Numerous observers have seen similarities between Peter Sellers' performance of Quilty-as-Zempf and his subsequent role in Stanley Kubrick's next film, Dr. Strangelove as the titular character. Stanley Kubrick himself in an interview with Michel Ciment described both characters as "parodies of movie clichés of Nazis". Commenting elsewhere on the characters, Ciment writes "Peter Sellers prefigured his creation of Dr Strangelove, particularly in the role of Dr Zempf, the school psychologist whose thick German accent recalls that of the mad professor (note Kubrick's ambiguous feelings towards Germany, his admiration for its culture... his fear of its demonstrations of power...)". Thomas Allen Nelson has said that in this part of his performance, "Sellers twists his conception of Quilty toward that neo-Nazi monster, who will roll out of the cavernous shadows of Dr. Strangelove", later noting that Zempf "exaggerates Humbert's European pomposity through his psychobabble and German anality." The Kubrick interview has been commented by Geoffrey Cocks, author of a controversial book on the impact of the Holocaust on Kubrick's overall work, who notes that "Dr.
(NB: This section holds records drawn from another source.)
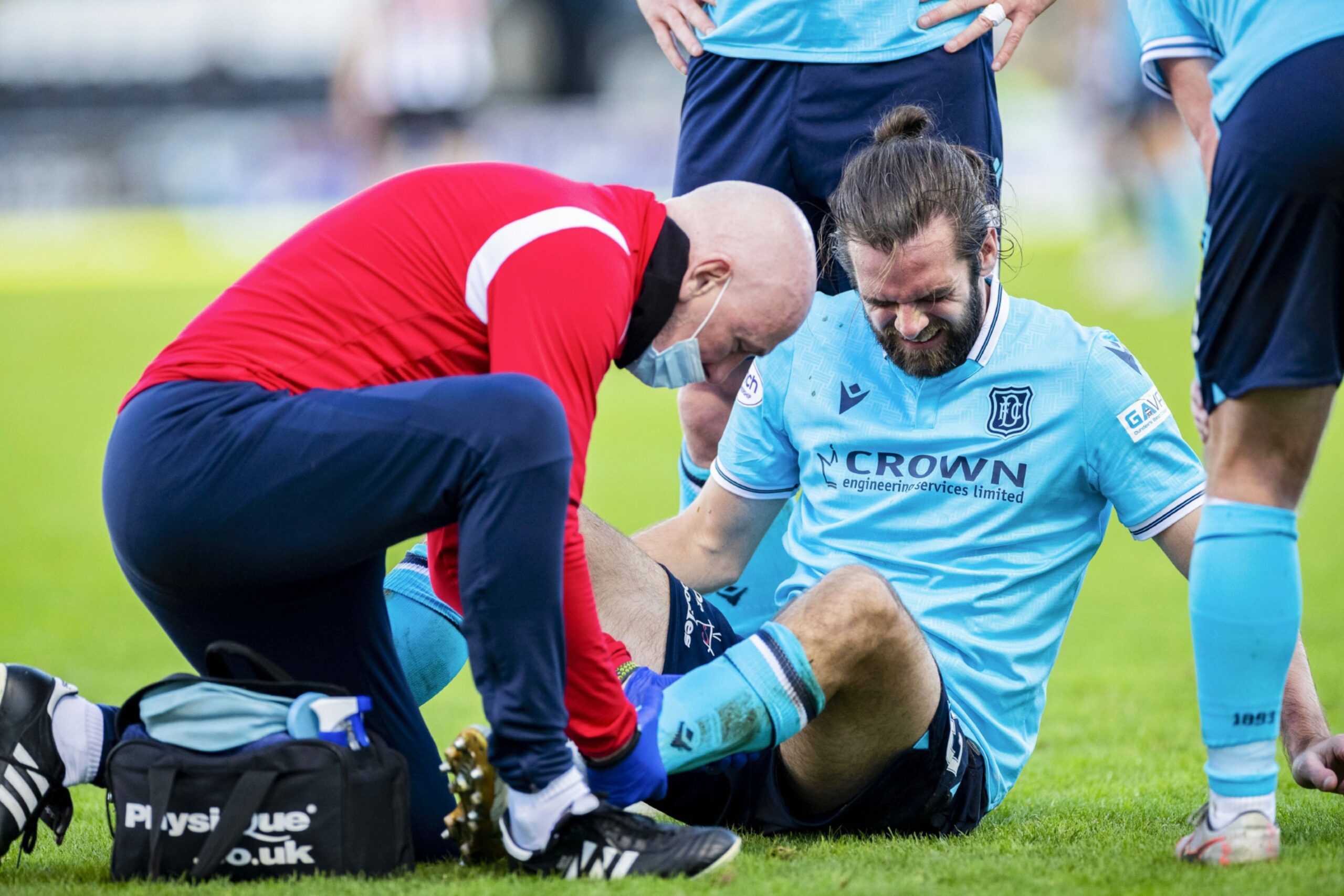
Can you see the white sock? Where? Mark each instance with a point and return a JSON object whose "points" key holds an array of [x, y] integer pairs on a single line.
{"points": [[533, 817], [77, 727], [1223, 809]]}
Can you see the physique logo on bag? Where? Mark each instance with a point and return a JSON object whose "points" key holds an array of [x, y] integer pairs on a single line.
{"points": [[273, 828], [1010, 410]]}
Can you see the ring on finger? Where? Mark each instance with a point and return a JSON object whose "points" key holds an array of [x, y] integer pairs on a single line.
{"points": [[994, 14]]}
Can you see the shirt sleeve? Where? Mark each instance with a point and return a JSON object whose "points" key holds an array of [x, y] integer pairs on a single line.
{"points": [[1167, 30], [558, 308], [757, 460], [1136, 456]]}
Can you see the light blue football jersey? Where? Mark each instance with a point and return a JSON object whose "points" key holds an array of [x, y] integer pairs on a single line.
{"points": [[1245, 37], [980, 495], [826, 30]]}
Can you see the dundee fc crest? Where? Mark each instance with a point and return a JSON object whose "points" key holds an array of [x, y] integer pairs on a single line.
{"points": [[1010, 410]]}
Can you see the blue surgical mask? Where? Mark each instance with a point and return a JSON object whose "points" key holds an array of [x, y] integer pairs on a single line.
{"points": [[679, 364]]}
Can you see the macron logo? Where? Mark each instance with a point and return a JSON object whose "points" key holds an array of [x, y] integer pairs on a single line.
{"points": [[850, 395]]}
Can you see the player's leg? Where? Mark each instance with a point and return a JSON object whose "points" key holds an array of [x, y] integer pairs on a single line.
{"points": [[426, 630], [629, 590], [882, 687], [1269, 358], [891, 758]]}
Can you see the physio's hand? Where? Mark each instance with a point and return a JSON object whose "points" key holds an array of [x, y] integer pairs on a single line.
{"points": [[1019, 13], [678, 18], [640, 775], [1321, 766], [1196, 410]]}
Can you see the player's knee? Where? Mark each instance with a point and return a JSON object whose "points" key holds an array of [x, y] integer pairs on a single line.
{"points": [[524, 418], [858, 610]]}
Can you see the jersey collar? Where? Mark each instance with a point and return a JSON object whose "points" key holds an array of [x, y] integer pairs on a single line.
{"points": [[996, 318], [659, 291]]}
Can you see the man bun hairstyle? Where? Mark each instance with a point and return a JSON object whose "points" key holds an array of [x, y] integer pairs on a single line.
{"points": [[902, 123], [906, 178]]}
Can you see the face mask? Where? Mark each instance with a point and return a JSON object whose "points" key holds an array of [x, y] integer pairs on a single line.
{"points": [[679, 364]]}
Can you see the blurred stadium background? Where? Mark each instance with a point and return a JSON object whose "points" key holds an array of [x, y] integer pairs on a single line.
{"points": [[152, 150]]}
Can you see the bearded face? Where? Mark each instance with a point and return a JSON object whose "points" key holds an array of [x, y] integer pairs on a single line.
{"points": [[945, 343]]}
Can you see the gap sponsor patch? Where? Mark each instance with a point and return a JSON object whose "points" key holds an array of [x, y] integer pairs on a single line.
{"points": [[1144, 416], [753, 390]]}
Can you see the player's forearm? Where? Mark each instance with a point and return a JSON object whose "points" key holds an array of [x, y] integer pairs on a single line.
{"points": [[1303, 716], [1187, 78]]}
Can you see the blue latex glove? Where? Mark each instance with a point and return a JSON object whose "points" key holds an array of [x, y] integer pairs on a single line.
{"points": [[639, 775]]}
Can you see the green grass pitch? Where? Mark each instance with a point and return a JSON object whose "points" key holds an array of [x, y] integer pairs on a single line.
{"points": [[87, 303]]}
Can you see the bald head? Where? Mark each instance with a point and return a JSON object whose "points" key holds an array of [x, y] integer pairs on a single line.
{"points": [[757, 238]]}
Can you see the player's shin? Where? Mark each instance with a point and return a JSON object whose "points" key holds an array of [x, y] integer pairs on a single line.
{"points": [[1246, 606], [757, 695]]}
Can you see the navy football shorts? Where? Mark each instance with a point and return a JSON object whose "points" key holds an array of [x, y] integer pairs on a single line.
{"points": [[937, 790], [792, 125], [1272, 292]]}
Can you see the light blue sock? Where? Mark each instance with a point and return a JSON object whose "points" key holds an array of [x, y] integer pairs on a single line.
{"points": [[690, 477], [757, 695], [426, 632], [1245, 610]]}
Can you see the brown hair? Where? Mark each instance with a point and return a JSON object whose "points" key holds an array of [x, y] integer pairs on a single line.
{"points": [[905, 179]]}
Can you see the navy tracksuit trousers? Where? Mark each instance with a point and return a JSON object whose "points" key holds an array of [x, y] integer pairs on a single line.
{"points": [[264, 518]]}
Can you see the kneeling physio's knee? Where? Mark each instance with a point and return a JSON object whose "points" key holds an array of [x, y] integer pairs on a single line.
{"points": [[526, 419]]}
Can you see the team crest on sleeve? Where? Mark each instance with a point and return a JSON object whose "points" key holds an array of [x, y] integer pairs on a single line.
{"points": [[753, 390], [1141, 418], [1010, 410]]}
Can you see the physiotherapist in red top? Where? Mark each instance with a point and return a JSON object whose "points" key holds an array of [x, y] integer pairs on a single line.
{"points": [[426, 358]]}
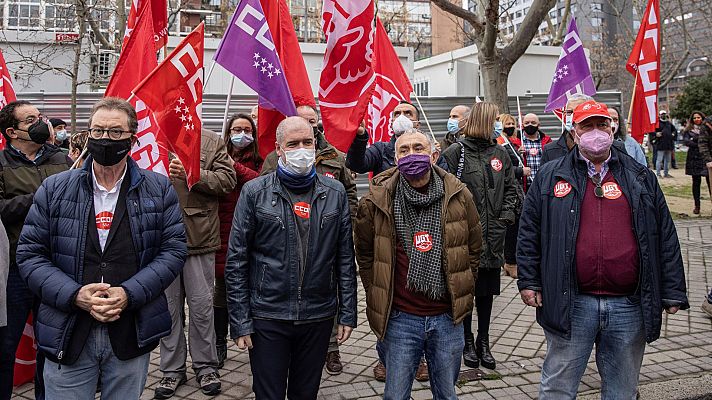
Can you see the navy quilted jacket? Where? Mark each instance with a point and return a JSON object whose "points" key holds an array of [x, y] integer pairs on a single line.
{"points": [[50, 252]]}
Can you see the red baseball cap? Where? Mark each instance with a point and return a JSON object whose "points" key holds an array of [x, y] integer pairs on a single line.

Strangelove himself... is the mechanical chimera of modern horror."

Other observers of this similarity include Internet film critic Tim Dirks who has also noted that Sellers's smooth German-like accent and the chair-bound pose in this scene are similar to that of Dr. Strangelove. Finally, Barbara Wyllie, writing in Julian Connelly's anthology The Cambridge Companion to Nabokov, speaks of "Quilty's visit to the house in Beardsley, masquerading as Dr. Zempf, a German psychologist (a Sellers character that prefigures Dr. Strangelove in Kubrick's film of 1964)."